My little girl is a person, not a virtual PPS number
Having read Brendan O'Connor's article on giving children with disabilities their voice, Dublin father Dave Lawlor was compelled to write this letter about his daughter Grace, who cannot speak
Published 05/06/2016 | 02:30
Our daughter Grace is a gorgeous eight-year-old girl who lights up a room when she enters. Grace is active, inquisitive and funny and cares about her family and friends. She has a rare genetic condition resulting in physical and intellectual disabilities. Grace fell last year and broke two bones in her arm. We didn't know this because she continued trying to find her ball and then started playing. We didn't know her arm was broken because the genetic condition she has can result in a significant pain threshold. I can still see the shocked and incredulous faces of the excellent doctors, who had watched her play, when they viewed the X-ray images. We didn't know her arm was broken because Grace can't speak.
Grace attends St Michael's House, a super organisation providing schooling and other services to individuals with disabilities in many areas.
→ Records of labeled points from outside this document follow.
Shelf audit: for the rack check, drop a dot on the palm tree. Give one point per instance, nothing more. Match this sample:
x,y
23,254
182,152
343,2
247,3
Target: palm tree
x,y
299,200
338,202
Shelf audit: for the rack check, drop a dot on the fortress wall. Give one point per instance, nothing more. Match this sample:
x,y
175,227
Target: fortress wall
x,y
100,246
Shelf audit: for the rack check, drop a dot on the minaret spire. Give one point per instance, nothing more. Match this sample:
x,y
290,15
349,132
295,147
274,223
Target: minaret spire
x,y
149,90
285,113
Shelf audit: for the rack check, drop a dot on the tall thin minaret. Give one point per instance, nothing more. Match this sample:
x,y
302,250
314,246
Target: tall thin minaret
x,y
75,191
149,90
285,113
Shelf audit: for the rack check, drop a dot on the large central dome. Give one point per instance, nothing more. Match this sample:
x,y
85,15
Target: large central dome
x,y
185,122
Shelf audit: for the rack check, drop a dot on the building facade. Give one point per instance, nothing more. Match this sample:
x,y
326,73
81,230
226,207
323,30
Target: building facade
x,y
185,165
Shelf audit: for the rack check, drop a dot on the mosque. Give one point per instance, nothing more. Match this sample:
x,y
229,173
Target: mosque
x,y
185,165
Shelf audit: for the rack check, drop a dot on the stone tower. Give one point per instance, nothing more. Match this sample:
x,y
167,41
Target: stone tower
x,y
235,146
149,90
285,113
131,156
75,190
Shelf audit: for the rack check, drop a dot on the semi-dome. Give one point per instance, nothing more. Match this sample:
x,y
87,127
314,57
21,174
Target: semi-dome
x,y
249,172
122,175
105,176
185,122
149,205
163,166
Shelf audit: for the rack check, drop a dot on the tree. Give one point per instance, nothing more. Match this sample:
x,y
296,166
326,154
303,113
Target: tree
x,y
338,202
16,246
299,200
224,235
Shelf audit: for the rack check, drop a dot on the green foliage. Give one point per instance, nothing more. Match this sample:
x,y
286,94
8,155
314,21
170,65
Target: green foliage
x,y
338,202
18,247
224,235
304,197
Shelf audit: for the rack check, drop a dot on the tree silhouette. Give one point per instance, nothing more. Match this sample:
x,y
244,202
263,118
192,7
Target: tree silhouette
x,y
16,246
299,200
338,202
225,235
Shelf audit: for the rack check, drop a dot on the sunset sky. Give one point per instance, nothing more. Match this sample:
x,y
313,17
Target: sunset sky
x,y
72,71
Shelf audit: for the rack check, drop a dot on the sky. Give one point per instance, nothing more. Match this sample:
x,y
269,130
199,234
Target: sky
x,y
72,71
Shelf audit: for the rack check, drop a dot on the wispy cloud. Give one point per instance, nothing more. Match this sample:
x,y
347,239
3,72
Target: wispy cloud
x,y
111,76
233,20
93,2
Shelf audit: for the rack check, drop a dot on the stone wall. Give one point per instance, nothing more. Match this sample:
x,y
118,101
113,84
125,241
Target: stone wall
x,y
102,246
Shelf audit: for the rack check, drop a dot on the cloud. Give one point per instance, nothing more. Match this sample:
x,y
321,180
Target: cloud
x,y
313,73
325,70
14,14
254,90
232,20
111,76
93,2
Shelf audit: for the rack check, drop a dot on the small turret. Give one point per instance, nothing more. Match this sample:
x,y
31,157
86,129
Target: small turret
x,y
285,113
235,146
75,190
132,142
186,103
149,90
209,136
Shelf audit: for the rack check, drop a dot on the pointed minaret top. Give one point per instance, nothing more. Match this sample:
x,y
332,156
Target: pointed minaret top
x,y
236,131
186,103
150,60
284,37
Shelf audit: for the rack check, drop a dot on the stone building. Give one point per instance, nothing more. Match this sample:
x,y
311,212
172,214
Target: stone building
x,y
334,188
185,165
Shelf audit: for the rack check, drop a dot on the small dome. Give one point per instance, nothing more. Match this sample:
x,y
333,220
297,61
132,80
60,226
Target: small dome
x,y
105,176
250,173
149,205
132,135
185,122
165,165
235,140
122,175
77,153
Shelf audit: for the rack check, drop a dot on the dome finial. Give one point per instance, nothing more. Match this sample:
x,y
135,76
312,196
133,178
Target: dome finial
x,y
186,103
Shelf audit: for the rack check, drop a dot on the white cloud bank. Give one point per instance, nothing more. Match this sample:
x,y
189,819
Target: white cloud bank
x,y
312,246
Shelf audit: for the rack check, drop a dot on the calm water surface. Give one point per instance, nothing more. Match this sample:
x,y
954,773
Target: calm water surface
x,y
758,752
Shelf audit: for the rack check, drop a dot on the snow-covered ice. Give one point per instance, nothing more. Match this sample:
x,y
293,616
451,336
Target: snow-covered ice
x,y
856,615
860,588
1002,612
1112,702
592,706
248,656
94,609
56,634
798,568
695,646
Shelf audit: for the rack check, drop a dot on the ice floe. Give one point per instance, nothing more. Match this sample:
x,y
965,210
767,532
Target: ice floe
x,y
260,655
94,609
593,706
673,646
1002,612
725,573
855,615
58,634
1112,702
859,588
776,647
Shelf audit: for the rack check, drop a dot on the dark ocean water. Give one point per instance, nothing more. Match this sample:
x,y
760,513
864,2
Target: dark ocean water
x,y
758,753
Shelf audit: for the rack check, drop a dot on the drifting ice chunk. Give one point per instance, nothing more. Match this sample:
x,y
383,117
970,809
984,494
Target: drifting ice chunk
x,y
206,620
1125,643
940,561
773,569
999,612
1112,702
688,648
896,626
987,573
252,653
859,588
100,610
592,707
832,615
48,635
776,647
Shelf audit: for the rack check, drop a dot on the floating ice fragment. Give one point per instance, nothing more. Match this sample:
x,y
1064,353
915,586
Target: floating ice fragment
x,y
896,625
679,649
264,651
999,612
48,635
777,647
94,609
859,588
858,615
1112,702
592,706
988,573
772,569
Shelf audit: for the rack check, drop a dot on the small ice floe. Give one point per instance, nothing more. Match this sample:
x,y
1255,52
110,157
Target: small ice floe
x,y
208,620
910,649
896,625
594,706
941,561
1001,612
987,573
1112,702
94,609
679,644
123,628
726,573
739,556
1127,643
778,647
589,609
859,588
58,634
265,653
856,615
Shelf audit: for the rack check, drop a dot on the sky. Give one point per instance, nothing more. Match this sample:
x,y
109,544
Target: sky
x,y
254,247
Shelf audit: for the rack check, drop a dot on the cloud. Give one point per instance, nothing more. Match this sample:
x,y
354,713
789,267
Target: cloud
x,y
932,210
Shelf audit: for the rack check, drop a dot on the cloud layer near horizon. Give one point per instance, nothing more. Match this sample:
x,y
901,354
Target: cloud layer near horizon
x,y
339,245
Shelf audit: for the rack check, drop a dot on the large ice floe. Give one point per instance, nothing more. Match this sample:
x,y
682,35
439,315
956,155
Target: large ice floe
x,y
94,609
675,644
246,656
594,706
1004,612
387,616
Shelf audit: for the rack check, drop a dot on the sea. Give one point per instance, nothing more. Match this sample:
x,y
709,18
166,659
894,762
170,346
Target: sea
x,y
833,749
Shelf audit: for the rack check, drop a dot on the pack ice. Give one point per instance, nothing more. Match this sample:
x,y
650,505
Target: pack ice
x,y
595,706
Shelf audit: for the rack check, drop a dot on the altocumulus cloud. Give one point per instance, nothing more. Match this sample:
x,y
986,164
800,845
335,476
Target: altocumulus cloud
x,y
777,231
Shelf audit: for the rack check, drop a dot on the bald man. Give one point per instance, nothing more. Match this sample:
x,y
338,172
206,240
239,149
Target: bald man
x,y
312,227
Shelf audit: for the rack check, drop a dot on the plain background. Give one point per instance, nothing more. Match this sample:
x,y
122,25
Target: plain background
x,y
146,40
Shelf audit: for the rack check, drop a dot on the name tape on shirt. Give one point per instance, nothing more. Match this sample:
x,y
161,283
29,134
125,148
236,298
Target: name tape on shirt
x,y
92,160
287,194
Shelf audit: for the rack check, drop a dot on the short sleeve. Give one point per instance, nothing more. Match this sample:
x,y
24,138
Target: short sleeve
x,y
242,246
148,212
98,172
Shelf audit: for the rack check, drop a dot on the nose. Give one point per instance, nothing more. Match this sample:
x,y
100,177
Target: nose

However, St Michael's House is being screwed financially by the HSE. Even now, as a young child, Grace and others like her are not seen as people but as virtual PPS numbers with associated budgets to be manipulated at will. Budgets have been slashed in recent years to the point where the delivery of speech and language and other therapies is severely restricted.
Therapists, SNAs and teaching staff are excellent and do what they can to ensure their charges progress to the best of their abilities. However, open positions are left unfilled, therapists struggle with a lack of resources and parents are, as Brendan rightly pointed out, being asked to become front-line speech and language therapists due to the void created by budget decisions.
This brings more guilt down on parents. Can you imagine the stress of trying to save for private speech therapy sessions, getting through normal family life, minding your partner and now, in the dark of night, you get to feel guilty because you believe you are not improving your child's speech as much as a qualified therapist would?
Think of the arguments and grief as one partner attempts to console the other that they are a great parent doing a terrific job for their child. All this set against the ticking timebomb of 'early intervention'.
However, it is in open society that her lack of voice really hits home. I have lost count of the number of times I have choked as other children stare at, and then walk away from, Grace because she can't speak, or how others will shout at her because they are nervous or see her as different. I have watched the faces of mature adults as they stare at Grace, to the point of rudeness, and then avert their eyes. If they only knew how she loves people to say hello and engage with her.
She is a loving, warm child and the absence of speech is a hugely significant block to general acceptance in society, never mind friendship. Will it impact on love later in her life? Maybe, but hopefully she will have the love and companionship she deserves.
Grace is adored by her family and they do all they can to ensure she is safe and well and stimulated. We are trying to build her skills for independence in the future. However, the future is stark. We will not always be around to mind her or advocate on her behalf.
Do we believe this nation will mind her properly? To be honest, no. We are fearful for her future. If the State makes it so difficult for her family to advocate on her behalf, what will they do to her as an older woman who can't speak for herself?
The constant struggle to be granted allowances and benefits and the subsequent battles to retain them is a story of petty decisions that reflect real life for us. Grace has lost her medical card, not because her condition has improved, because it won't; this is a lifelong condition.
No, Grace lost her medical card because daddy earns too much, according to the HSE. They don't care that her mother has to go to work to make ends meet, thereby impacting on Grace's care and progress at home. God forbid an individual with a lifelong condition would be granted a medical card for life in this wonderful nation of ours. However, thankfully, the bankers and investors are getting their money back and are okay, because that would be a real tragedy, with real economic impact.
I am not moaning. We are blessed to have Grace and she makes us better, more aware people and we will continue to do what we can to set her up for life. It is just that I am fed up with this crap; fed up feeling powerless to help my little girl or my wife and son who have to deal with this as best they can.
I am scared for my little girl and the future she faces into. I need to vent and you are it!
You have opened a door Brendan, and I am starting to shout. All I want is for my child to speak. She may never speak but that does not mean she should not be afforded every opportunity to develop speech if possible.
I can't adequately describe my utter disdain for the HSE decision-makers and government malcontents who have created an environment where parents nationwide can't sleep properly at night for fear of the now as much as the future, so I will leave it to Grace. Oh, sorry, she can't speak.